25926 – Mr CC has cryptogenic cirrhosis and is admitted with peritonitis, for which an exploratory laparotomy is necessary. Which of the following drugs would have significantly altered clearance in this patient because of his cirrhosis?
1: Frusemide
2: Paracetamol
3: Aspirin
4: Gentamicin

A

FTTF
Aspirin (acetylsalicylic acid) is metabolised by plasma esterases to salicylic acid, which in turn is metabolised and conjugated in the liver. It has a saturable metabolism, and the half-life is increased in cirrhosis, particularly if there is significant intra-hepatic shunting. Paracetamol is usually cleared by conjugation in the liver, but if this pathway is saturated, the excess is metabolised by the cytochrome P450 system. In severe liver cirrhosis, with a decrease in liver cell mass the toxicity of paracetamol is significantly increased at doses of paracetamol usually considered to be without significant side effects, and hepatic necrosis can occur at total doses of less than 10 g. Gentamicin is excreted by the kidney, and frusemide also is excreted mainly by the kidney.

72
Q

25921 – Mr CC has cryptogenic cirrhosis and is admitted with peritonitis, for which an exploratory laparotomy is necessary. The use of the following drugs during anaesthesia may lead to prolonged neuromuscular blockade in this man
1: Suxamethonium
2: Atracurium
3: Gallamine
4: Mivacurium

A

TFFT
Both suxamethonium and mivacurium are metabolised by plasma (pseudo) cholinesterase, the synthesis of which is decreased in liver disease. Atracurium usually has a short duration of action because it undergoes spontaneous nonenzymatic rearrangement (Hoffman reaction) in plasma. Gallamine is excreted almost entirely by the kidney.

73
Q

25931 – Mr CC has cryptogenic cirrhosis and is admitted with peritonitis, for which an exploratory laparotomy is necessary.
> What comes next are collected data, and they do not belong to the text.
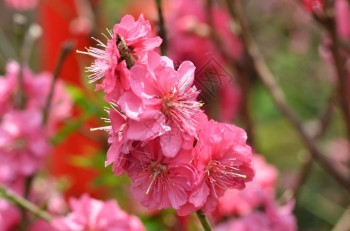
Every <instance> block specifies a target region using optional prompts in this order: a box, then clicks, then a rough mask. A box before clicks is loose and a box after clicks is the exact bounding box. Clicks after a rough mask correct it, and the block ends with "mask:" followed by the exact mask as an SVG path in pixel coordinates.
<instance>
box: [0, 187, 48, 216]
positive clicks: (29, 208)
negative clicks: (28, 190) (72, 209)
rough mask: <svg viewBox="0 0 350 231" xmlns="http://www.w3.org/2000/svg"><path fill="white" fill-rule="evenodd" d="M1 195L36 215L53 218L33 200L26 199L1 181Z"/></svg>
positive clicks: (0, 191)
mask: <svg viewBox="0 0 350 231" xmlns="http://www.w3.org/2000/svg"><path fill="white" fill-rule="evenodd" d="M0 196H4V197H5V198H7V199H8V200H10V201H12V202H13V203H15V204H17V205H19V206H21V207H22V208H25V209H26V210H28V211H30V212H32V213H33V214H34V215H36V216H38V217H40V218H42V219H44V220H46V221H51V220H52V217H51V215H50V214H49V213H47V212H46V211H44V210H42V209H40V208H39V207H37V206H36V205H34V204H32V203H31V202H29V201H28V200H26V199H24V198H23V197H21V196H19V195H18V194H17V193H16V192H14V191H13V190H11V189H9V188H7V187H6V186H4V185H3V184H1V183H0Z"/></svg>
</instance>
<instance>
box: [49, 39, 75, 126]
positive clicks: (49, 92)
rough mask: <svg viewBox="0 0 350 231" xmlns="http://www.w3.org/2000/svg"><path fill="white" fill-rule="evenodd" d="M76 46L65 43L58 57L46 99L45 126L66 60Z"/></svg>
mask: <svg viewBox="0 0 350 231" xmlns="http://www.w3.org/2000/svg"><path fill="white" fill-rule="evenodd" d="M74 45H75V44H74V42H72V41H68V42H65V43H63V45H62V49H61V53H60V55H59V57H58V60H57V64H56V67H55V70H54V73H53V79H52V82H51V85H50V91H49V95H48V97H47V99H46V102H45V106H44V110H43V124H46V123H47V121H48V117H49V112H50V108H51V103H52V98H53V95H54V93H55V85H56V82H57V79H58V76H59V74H60V72H61V70H62V66H63V62H64V60H65V59H66V57H67V56H68V55H69V53H70V52H71V51H72V50H73V47H74Z"/></svg>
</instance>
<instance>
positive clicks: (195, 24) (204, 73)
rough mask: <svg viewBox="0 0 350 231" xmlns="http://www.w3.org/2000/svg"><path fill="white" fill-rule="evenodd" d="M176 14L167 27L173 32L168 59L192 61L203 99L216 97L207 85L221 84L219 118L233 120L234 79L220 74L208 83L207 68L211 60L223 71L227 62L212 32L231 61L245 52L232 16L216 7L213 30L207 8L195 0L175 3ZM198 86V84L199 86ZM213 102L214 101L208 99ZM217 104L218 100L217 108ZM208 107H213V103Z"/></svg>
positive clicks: (173, 16)
mask: <svg viewBox="0 0 350 231" xmlns="http://www.w3.org/2000/svg"><path fill="white" fill-rule="evenodd" d="M172 3H173V4H172V5H173V10H172V12H174V13H173V14H171V13H170V16H169V20H168V25H169V27H170V28H172V30H171V31H170V32H169V56H170V57H171V58H173V59H174V60H175V63H179V62H182V61H183V60H190V61H192V62H193V63H194V65H195V66H196V67H197V70H199V72H200V73H196V80H195V83H196V86H197V87H198V89H199V90H201V91H202V92H203V93H202V95H201V96H202V97H203V98H204V97H213V95H210V94H209V95H206V90H207V89H208V88H211V90H212V91H213V90H214V89H213V86H208V84H206V83H208V82H209V83H210V82H213V81H215V80H216V82H217V83H219V85H217V86H215V87H216V88H217V89H218V92H219V94H220V99H219V100H220V111H219V118H220V120H221V122H227V121H232V120H233V118H234V117H235V115H236V113H237V111H238V110H237V109H238V106H239V101H240V94H239V90H237V86H236V84H235V82H234V81H232V79H231V76H228V75H227V74H225V76H223V75H222V74H220V73H214V74H212V75H211V77H212V80H210V81H207V79H205V77H207V76H209V73H208V71H210V70H208V68H207V66H208V65H210V63H211V62H210V61H211V60H214V62H215V63H217V66H216V67H215V68H216V69H219V70H218V71H219V72H220V71H223V69H224V67H225V61H224V58H223V57H222V54H221V53H220V52H219V49H218V48H217V46H216V44H215V43H214V42H213V40H212V39H211V36H210V34H211V31H210V30H215V32H216V33H217V35H218V37H219V38H220V40H221V42H222V44H225V52H227V54H228V55H229V56H230V59H238V58H239V57H240V55H241V53H242V44H241V42H240V40H239V39H238V37H237V36H236V35H235V34H234V33H233V31H232V27H231V20H230V16H229V15H228V13H227V11H226V9H225V10H224V9H221V8H219V7H217V6H216V5H214V6H213V9H212V10H213V11H212V19H213V27H212V28H211V27H210V25H209V24H208V16H207V14H206V8H205V5H204V4H203V2H202V1H200V0H194V1H192V2H191V4H188V2H187V1H184V0H180V1H178V0H176V1H172ZM197 83H198V84H197ZM206 101H208V102H211V100H210V99H209V100H206ZM217 104H218V103H217V102H216V101H215V106H216V105H217ZM207 106H209V107H210V106H211V105H210V103H209V105H207Z"/></svg>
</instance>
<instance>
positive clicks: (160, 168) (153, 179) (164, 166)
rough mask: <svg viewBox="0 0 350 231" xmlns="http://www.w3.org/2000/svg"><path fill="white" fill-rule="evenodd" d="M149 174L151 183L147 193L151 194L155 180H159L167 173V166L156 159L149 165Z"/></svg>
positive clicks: (149, 186)
mask: <svg viewBox="0 0 350 231" xmlns="http://www.w3.org/2000/svg"><path fill="white" fill-rule="evenodd" d="M147 170H148V174H149V176H150V177H151V179H152V180H151V183H150V185H149V186H148V188H147V191H146V195H148V194H149V192H150V190H151V188H152V186H153V185H154V182H155V181H156V180H157V178H158V177H161V176H164V175H165V174H166V173H167V167H166V166H165V165H163V164H160V163H158V162H156V161H152V162H151V163H150V164H149V165H148V168H147Z"/></svg>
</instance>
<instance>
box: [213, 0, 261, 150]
mask: <svg viewBox="0 0 350 231" xmlns="http://www.w3.org/2000/svg"><path fill="white" fill-rule="evenodd" d="M212 8H213V0H207V3H206V15H207V20H208V24H209V26H210V30H209V32H210V37H211V38H212V40H213V41H214V43H215V45H216V48H218V51H219V53H220V54H221V56H222V57H223V58H224V60H226V62H228V63H231V64H232V65H230V68H231V71H232V72H233V73H234V75H235V77H236V78H237V80H238V83H239V85H240V88H241V91H242V102H241V111H240V115H241V118H242V120H243V124H244V128H245V130H246V132H247V135H248V140H247V143H248V144H249V145H251V146H252V147H254V149H255V150H256V148H257V147H256V145H255V138H254V137H255V136H254V132H253V131H254V123H253V119H252V116H251V109H250V107H249V99H250V96H251V87H252V82H251V81H252V74H253V73H251V71H250V66H251V65H250V64H251V62H250V59H249V57H248V54H247V53H246V52H243V54H242V62H238V61H237V60H234V59H233V58H232V57H231V55H230V54H229V52H228V51H227V49H226V48H225V47H224V46H223V44H224V43H223V42H222V41H221V38H220V36H219V35H218V34H217V33H216V31H215V25H214V20H213V10H212Z"/></svg>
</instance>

If this patient developed cardiac failure and dysrhythmias post-operatively what would be the effect on the following drugs?
1: the half-life of digoxin would be increased
2: the clearance of lignocaine would be increased
3: the half-life of vancomycin would be decreased
4: the clearance of metronidazole would be decreased

A

TFFF
Significant cardiac failure causes decreased perfusion of both the kidney and the liver. Plasma half-life is a pharmacokinetic function dependent upon the rate of clearance of a compound. Whether decreased liver perfusion has an effect upon hepatic clearance depends upon whether the drug has a high liver extraction and flow-dependent clearance (eg diltiazem, lignocaine, imiprimine, midazolam,
morphine, naloxone). For a drug with a high extraction ratio, changes due to enzyme induction or hepatic disease should have little effect. Whilst metronidazole is metabolised in the liver, its clearance is not flow dependent and cardiac failure will not significantly alter its half-life. Likewise changes in plasma protein binding should have little influence on a flow-dependent drug. This can be compared with drugs which have low extraction ratios in the liver, and whose clearance will be significantly affected by changes in intrinsic clearance such as enzyme induction or inhibition, and by protein binding (eg phenytoin, salicylic acid and warfarin).
Digoxin’s clearance is predominantly renal, both glomerular filtration and some active secretion down the pathways for basic compounds. Its half-life is significantly increased by both decreased perfusion of the kidney and by glomerular loss such as occurs with age. Vancomycin’s excretion entirely depends upon glomerular filtration, and with the increase in half-life which would occur in cardiac failure, the risk of toxicity is increased. Plasma level monitoring is therefore important.